Is that iconic amazing spiral-horned antelope a Southern Greater Kudu or a Cape Kudu?
Both belong to the Greater Kudu group originally separated by their geological location. The Cape Kudu, as implied by its name is predominantly located in the Eastern Cape.
The Southern Greater Kudu can be hunted in Botswana, Mozambique, Namibia, Zambia and Zimbabwe. In South Africa, the Southern Greater Kudu’s home range extends through the Thornveld and Bushveld regions of the Northern Cape, Limpopo, Mpumalanga and KwaZulu-Natal Provinces.
The Eastern Cape Kudu subspecies was smaller in stature than the Southern Greater Kudu with a much darker colour hide and horns. The average horn length of an Eastern Cape Kudu was 44-47” with a big bull measuring just over 50”.
Many hunters aspire to shooting that holy grail of a Southern Greater Kudu measuring 60” or more. This has led to genetically selective breeding of Kudu throughout the country. Recently a new world record Southern Greater Kudu bull, Mr Wow was darted and measured at and impressive 75 2/8”.

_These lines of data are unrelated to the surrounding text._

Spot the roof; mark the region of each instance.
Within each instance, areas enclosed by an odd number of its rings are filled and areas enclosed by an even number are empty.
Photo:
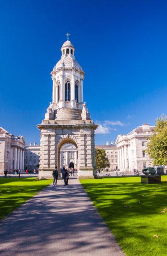
[[[61,48],[64,47],[65,46],[71,46],[72,47],[73,47],[73,45],[72,45],[72,43],[69,40],[67,40],[67,41],[64,42]]]
[[[149,126],[149,129],[148,130],[143,130],[143,126],[138,126],[136,127],[134,130],[130,132],[127,135],[132,134],[135,132],[136,133],[144,133],[145,132],[153,132],[155,129],[155,126]]]
[[[79,63],[71,56],[65,57],[59,61],[54,67],[53,70],[55,71],[57,69],[62,67],[71,68],[72,67],[79,70],[83,70]]]
[[[116,145],[95,145],[95,148],[117,148]]]

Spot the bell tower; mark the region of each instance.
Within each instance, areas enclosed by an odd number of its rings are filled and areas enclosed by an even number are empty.
[[[84,72],[75,60],[69,35],[68,33],[60,59],[51,73],[52,102],[45,119],[37,125],[41,132],[39,178],[50,178],[55,166],[60,171],[60,149],[66,143],[77,149],[78,177],[93,178],[96,172],[95,130],[97,125],[84,102]]]

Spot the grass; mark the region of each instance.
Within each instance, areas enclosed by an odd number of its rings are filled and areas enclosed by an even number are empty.
[[[167,176],[161,179],[153,184],[138,177],[80,180],[127,256],[167,255],[167,210],[161,213],[167,208]]]
[[[0,179],[0,219],[30,199],[51,183],[51,180],[36,178]]]

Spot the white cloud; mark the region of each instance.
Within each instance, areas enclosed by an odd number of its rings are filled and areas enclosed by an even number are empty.
[[[119,120],[117,121],[109,121],[109,120],[106,120],[104,122],[104,124],[105,125],[112,125],[113,126],[125,126],[127,125],[126,123],[124,123]]]
[[[132,117],[134,117],[134,115],[128,115],[126,117],[127,119],[130,119],[131,118],[132,118]]]
[[[108,127],[99,124],[95,131],[95,133],[96,134],[109,134],[110,132]]]

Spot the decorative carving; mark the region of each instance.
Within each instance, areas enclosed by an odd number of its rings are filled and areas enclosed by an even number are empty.
[[[53,113],[53,103],[50,102],[50,105],[47,109],[48,113]]]
[[[88,109],[87,108],[86,102],[84,102],[84,103],[83,105],[83,113],[88,113]]]

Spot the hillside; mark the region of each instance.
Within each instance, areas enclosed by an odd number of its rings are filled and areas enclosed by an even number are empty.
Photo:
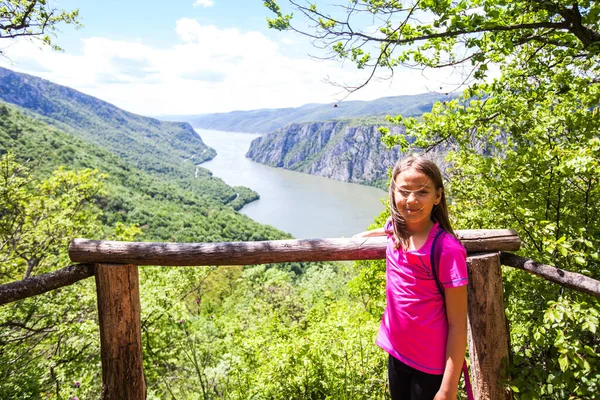
[[[135,115],[2,68],[0,107],[0,154],[11,151],[41,177],[59,166],[108,175],[107,194],[98,200],[107,226],[138,224],[144,240],[285,236],[235,211],[256,200],[257,193],[232,188],[196,167],[215,151],[187,123]]]
[[[246,157],[270,165],[385,189],[401,153],[381,141],[381,124],[358,120],[290,124],[252,141]],[[401,127],[390,127],[402,133]]]
[[[269,133],[292,123],[327,121],[365,116],[416,116],[431,110],[438,101],[450,96],[425,93],[383,97],[372,101],[344,101],[330,104],[306,104],[297,108],[233,111],[205,115],[163,116],[163,120],[187,121],[194,128],[231,132]]]
[[[0,100],[149,172],[193,175],[215,156],[192,127],[136,115],[74,89],[0,68]],[[187,165],[184,162],[189,160]]]
[[[164,179],[0,103],[0,155],[7,151],[41,178],[61,165],[107,174],[105,194],[97,199],[102,222],[107,228],[118,222],[137,224],[143,240],[210,242],[288,237],[237,213],[230,202],[242,190],[209,173],[200,173],[195,179]]]

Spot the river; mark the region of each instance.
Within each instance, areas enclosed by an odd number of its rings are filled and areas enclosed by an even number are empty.
[[[246,186],[260,195],[240,212],[295,238],[350,237],[365,230],[384,210],[381,199],[386,192],[381,189],[268,167],[246,158],[250,142],[260,135],[196,132],[217,151],[202,167],[230,186]]]

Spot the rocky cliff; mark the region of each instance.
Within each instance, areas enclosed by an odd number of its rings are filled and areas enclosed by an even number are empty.
[[[401,153],[397,147],[385,147],[379,126],[348,121],[291,124],[255,139],[246,157],[273,167],[385,188],[388,167]],[[401,127],[390,130],[403,133]]]

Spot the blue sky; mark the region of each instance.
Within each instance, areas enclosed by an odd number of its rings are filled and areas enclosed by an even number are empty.
[[[0,43],[0,66],[40,76],[143,115],[201,114],[339,101],[326,83],[356,84],[368,71],[317,61],[310,41],[267,28],[262,0],[49,0],[79,8],[80,29],[55,43]],[[195,4],[197,3],[197,4]],[[283,6],[284,2],[282,2]],[[349,100],[437,90],[447,73],[396,70]]]

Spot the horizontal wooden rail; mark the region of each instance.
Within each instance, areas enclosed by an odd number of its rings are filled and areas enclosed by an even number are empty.
[[[500,253],[500,260],[502,261],[502,265],[519,268],[530,274],[558,283],[561,286],[600,297],[600,281],[592,279],[589,276],[578,274],[577,272],[565,271],[552,265],[538,263],[531,258],[519,257],[505,252]]]
[[[513,230],[457,232],[468,252],[518,250]],[[350,239],[271,240],[264,242],[150,243],[74,239],[74,262],[133,265],[253,265],[299,261],[347,261],[385,258],[384,237]]]

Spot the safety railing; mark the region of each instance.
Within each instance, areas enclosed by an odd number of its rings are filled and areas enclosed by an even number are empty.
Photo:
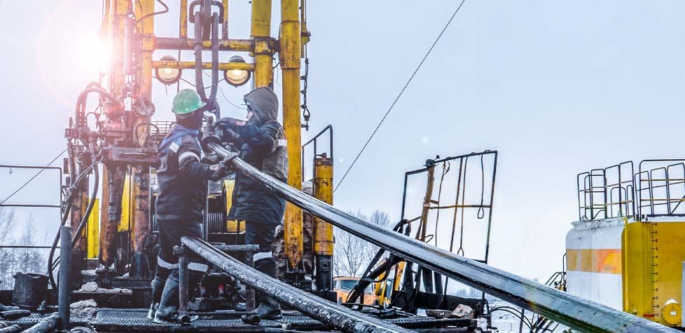
[[[0,245],[0,290],[13,289],[18,273],[44,275],[50,249],[41,245]]]
[[[642,161],[635,181],[639,216],[685,215],[685,159]]]
[[[206,145],[222,157],[227,157],[232,154],[216,142],[210,141]],[[571,295],[361,220],[290,187],[257,170],[240,158],[234,158],[233,164],[239,172],[268,191],[338,228],[408,261],[417,263],[571,328],[586,332],[677,332],[656,322]],[[188,245],[186,242],[184,244]],[[209,249],[211,250],[211,245]],[[195,250],[193,252],[198,252]],[[209,259],[209,255],[198,254],[212,261]],[[230,268],[227,266],[225,270],[230,270]],[[256,285],[261,276],[257,278],[251,283],[247,281],[247,278],[239,279],[261,290]]]
[[[632,161],[578,174],[578,218],[580,221],[635,215],[635,182]]]
[[[321,138],[321,137],[323,136],[324,134],[325,134],[326,132],[328,132],[328,149],[327,152],[324,152],[323,154],[328,154],[328,155],[327,157],[329,157],[331,158],[333,158],[333,125],[328,125],[328,126],[326,126],[325,128],[324,128],[324,129],[321,130],[321,132],[319,132],[319,133],[317,133],[313,137],[312,137],[311,139],[310,139],[309,141],[305,142],[305,144],[302,145],[302,162],[301,162],[301,163],[302,163],[302,178],[303,178],[303,179],[307,179],[307,177],[305,177],[306,171],[307,171],[306,170],[306,168],[305,168],[305,165],[306,165],[305,161],[312,161],[312,165],[311,165],[312,166],[312,170],[311,170],[311,172],[314,172],[314,164],[316,163],[315,158],[316,158],[317,156],[318,156],[319,154],[319,146],[318,145],[319,139]],[[313,155],[312,155],[311,157],[310,157],[309,156],[307,156],[307,155],[305,154],[305,153],[307,152],[306,149],[309,146],[313,146],[312,147],[312,149],[313,149],[312,154],[313,154]],[[305,156],[306,157],[309,157],[309,158],[306,158]]]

Photo courtesy of Wild & Jag.
However, in reality, what have these breeding programs done for hunting? First and foremost it has improved the overall quality of Kudu available for hunting in the country but in the process significantly pushed up the trophy fees of a high quality trophy bulls.
With wild animals being translocated throughout the country and even to Namibia, is the Kudu you just hunted really an Eastern Cape Kudu because of its location – or was it a transplanted genetically engineered animal? When will DNA sampling become a prerequisite for anyone wishing to enter a trophy into the record book?